Im Kino war Renfield sicherlich nicht so prominent vertreten, wie andere Filme. Der Test der 4K UHD Blu-ray von Renfield zeigt, dass man sich dieses Juwel zumindest ins Heimkino holen sollte!
Inhalt (75%)
Nicolas Cages Karriere der letzten 20 Jahre war … sagen wir es vorsichtig: wechselhaft. Aufgrund von finanziellen Notlagen nahm er bisweilen Jobs in billigen und noch billigeren Filmen an. Es dauerte nicht lange und seine ehemaligen Fans begannen, ihn die Reihe der Travoltas und Seagals abzuschieben. Doch damit täte man ihm Unrecht. Denn während ein Steven Seagal maximal lustlos agierte und ein Travolta nicht selten maximal unter bewusstseinserweiternden Mitteln zu stehen schien, während er Trashfiguren verkörperte, war Cage irgendwie anders.
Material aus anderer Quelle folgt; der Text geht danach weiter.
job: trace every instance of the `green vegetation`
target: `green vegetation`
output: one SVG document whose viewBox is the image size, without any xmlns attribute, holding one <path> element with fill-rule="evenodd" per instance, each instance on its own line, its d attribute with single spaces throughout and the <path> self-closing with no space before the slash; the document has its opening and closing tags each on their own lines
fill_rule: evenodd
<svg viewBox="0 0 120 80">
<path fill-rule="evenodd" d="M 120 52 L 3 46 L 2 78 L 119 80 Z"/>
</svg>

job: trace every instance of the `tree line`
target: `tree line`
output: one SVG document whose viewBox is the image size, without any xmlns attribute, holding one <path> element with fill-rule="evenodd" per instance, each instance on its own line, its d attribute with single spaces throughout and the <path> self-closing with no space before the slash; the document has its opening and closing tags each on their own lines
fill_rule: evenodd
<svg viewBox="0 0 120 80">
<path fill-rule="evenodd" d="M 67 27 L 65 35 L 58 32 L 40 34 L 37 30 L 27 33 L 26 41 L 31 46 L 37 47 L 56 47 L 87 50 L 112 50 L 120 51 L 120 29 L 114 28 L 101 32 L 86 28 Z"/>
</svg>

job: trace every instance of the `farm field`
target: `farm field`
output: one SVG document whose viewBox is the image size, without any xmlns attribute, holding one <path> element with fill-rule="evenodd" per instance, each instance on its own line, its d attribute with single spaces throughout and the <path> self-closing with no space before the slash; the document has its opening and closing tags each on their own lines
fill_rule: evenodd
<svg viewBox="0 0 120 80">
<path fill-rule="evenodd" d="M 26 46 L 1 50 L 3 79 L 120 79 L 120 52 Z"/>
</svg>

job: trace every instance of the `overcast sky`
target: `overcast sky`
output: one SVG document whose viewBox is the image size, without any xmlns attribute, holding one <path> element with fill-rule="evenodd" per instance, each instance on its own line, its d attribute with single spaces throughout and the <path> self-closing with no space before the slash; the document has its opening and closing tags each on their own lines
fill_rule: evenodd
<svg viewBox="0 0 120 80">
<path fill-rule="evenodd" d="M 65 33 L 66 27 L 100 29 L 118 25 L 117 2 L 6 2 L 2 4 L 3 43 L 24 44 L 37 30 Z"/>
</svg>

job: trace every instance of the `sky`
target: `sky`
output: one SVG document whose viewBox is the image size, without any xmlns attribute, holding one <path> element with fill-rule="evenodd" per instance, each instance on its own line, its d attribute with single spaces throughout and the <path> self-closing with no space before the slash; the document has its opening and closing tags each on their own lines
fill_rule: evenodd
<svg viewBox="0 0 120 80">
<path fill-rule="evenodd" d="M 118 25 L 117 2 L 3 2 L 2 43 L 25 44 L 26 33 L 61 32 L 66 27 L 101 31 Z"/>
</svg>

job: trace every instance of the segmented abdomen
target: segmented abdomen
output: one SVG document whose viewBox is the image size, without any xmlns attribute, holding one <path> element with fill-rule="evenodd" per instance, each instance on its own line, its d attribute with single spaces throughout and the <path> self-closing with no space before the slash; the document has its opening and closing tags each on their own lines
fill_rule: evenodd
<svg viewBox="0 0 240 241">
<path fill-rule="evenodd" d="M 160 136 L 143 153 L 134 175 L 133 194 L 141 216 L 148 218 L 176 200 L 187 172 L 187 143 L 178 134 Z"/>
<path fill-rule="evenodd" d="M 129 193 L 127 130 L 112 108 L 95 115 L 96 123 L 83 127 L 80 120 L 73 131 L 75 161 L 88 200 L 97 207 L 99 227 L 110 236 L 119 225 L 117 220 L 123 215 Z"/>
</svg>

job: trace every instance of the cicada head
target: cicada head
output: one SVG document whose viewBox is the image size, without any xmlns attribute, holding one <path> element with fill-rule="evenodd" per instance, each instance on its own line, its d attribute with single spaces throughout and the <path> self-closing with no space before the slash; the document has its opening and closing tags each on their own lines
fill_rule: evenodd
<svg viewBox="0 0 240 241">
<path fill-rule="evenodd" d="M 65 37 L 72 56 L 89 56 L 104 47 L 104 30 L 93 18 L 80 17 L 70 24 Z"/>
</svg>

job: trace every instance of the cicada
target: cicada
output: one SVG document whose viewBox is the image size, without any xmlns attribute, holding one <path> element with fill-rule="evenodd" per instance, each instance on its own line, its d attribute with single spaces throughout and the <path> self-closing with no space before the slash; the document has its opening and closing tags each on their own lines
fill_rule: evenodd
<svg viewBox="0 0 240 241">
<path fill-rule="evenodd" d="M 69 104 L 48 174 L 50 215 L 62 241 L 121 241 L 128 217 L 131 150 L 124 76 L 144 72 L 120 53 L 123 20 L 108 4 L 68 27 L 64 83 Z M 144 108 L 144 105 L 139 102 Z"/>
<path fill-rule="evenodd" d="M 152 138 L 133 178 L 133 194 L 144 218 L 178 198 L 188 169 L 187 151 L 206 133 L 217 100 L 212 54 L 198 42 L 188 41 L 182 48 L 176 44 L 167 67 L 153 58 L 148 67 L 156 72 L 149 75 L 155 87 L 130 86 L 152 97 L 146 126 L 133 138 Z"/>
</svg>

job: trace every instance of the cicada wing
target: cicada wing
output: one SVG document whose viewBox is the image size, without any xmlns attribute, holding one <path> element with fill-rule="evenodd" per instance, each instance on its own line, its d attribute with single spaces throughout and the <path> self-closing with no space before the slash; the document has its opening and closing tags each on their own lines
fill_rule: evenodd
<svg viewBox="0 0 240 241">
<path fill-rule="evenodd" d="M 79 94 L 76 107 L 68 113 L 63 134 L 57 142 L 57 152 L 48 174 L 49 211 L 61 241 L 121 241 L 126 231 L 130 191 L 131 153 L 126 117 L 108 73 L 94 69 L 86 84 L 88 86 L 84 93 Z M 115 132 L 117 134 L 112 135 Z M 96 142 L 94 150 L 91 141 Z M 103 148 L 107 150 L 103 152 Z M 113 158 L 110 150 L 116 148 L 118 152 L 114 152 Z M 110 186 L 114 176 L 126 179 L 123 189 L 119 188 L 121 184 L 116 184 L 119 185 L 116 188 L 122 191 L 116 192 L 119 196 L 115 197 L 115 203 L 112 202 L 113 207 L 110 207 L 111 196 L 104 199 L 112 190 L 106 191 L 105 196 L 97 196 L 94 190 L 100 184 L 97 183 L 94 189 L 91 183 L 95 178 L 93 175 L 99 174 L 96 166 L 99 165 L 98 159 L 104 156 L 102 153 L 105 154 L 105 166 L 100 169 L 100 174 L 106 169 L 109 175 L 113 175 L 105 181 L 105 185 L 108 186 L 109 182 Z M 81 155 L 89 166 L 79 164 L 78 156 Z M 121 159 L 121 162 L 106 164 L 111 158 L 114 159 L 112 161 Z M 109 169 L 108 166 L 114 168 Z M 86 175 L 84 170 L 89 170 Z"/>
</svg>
Selbst bei den dümmsten Filmen hatte man immer das Gefühl, der verdiente Neffe von Francis Ford Coppola würde mit Inbrunst und Leidenschaft schauspielern. Und so kam es, dass zwischen diesen ganz B-, C- und Z-Movies ein paar echte Highlights zu finden waren. Cage brillierte in packenden Charakterrollen in Joe – Die Rache ist sein oder zuletzt in Pig. Dazu kamen ein paar Filme, in denen er sein eigenes Teilzeitimage genüsslich aufs Korn nahm. Nun darf er alles aufs Korn nehmen, das Blut in seinen Adern hat (sorry für den etwas lahmen Wortwitz). Als blutsaugender Vampir tut er endlich das, was er nach eigener Aussage wusste, dass er das eines Tages würde tun müssen. Als Herausforderung sozusagen. Ihm ging es darum, ob er der Figur, der so herausragende Schauspieler wie Bela Lugosi, Christopher Lee oder Gary Oldman ihren Stempel aufgedrückt hatten, noch weitere Aspekte würde hinzufügen können.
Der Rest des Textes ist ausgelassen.